À toi, mon ami-amant

 

Il y a des roses sans rosier.

Des passions qui naissent, qui meurent

Sans que ne soit fondu le glacier

D’un cœur en manque de chaleur.

 

Il y a des amants qui pénètrent ta peau

Sans ne l’avoir effleurée, ni même regardée.

Les draps restent froids même s’il fait beau.

Ils laissent une ride amère sous tes yeux mouillés.

 

Il y a des gens qui écoutent sans oreille,

D’autres qui parlent avec des mots vides.
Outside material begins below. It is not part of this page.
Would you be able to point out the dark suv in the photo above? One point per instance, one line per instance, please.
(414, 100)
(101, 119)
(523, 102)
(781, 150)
Il y en a qui inventent le pays des merveilles

Et trop vite, t’amènent dans un désert aride.

 

Et il y a toi, toi simplement.

Je me retrouve, comme à mes vingt ans,

À cueillir les petits bonheurs qui font sourire,

À m’amuser, à réapprendre à vivre.

 

Il me semble facile, juste à ta façon d’écouter

De laisser échapper les mots, ce que je suis,

De soulager mes blessures, de contrôler mes peurs

Et même de mieux voir où est le bonheur.

 

Quand, endormi, tu poses ta main sur ma taille

Ou, qu’au matin, tu me fais l’amour tendrement

Malgré mes yeux bouffis, mes cheveux en bataille,

Je me demande pourquoi la vie me fait ce présent.

 

Non, mon cœur ne vibre pas de cet amour passion,

Fol amour qui va à l’encontre de la raison.

Non mais il a chaud.  Il est libre.  Il est lui.

C’est comme si ma raison et lui devenaient amis.

 

Tu m’as aidé à me réconcilier avec moi-même

Et c’est pour cela que je veux te dire : « Je t’aime  ! »

Et que mon vœu le plus cher est que moi aussi

Je te donne un peu de chaleur, cher ami.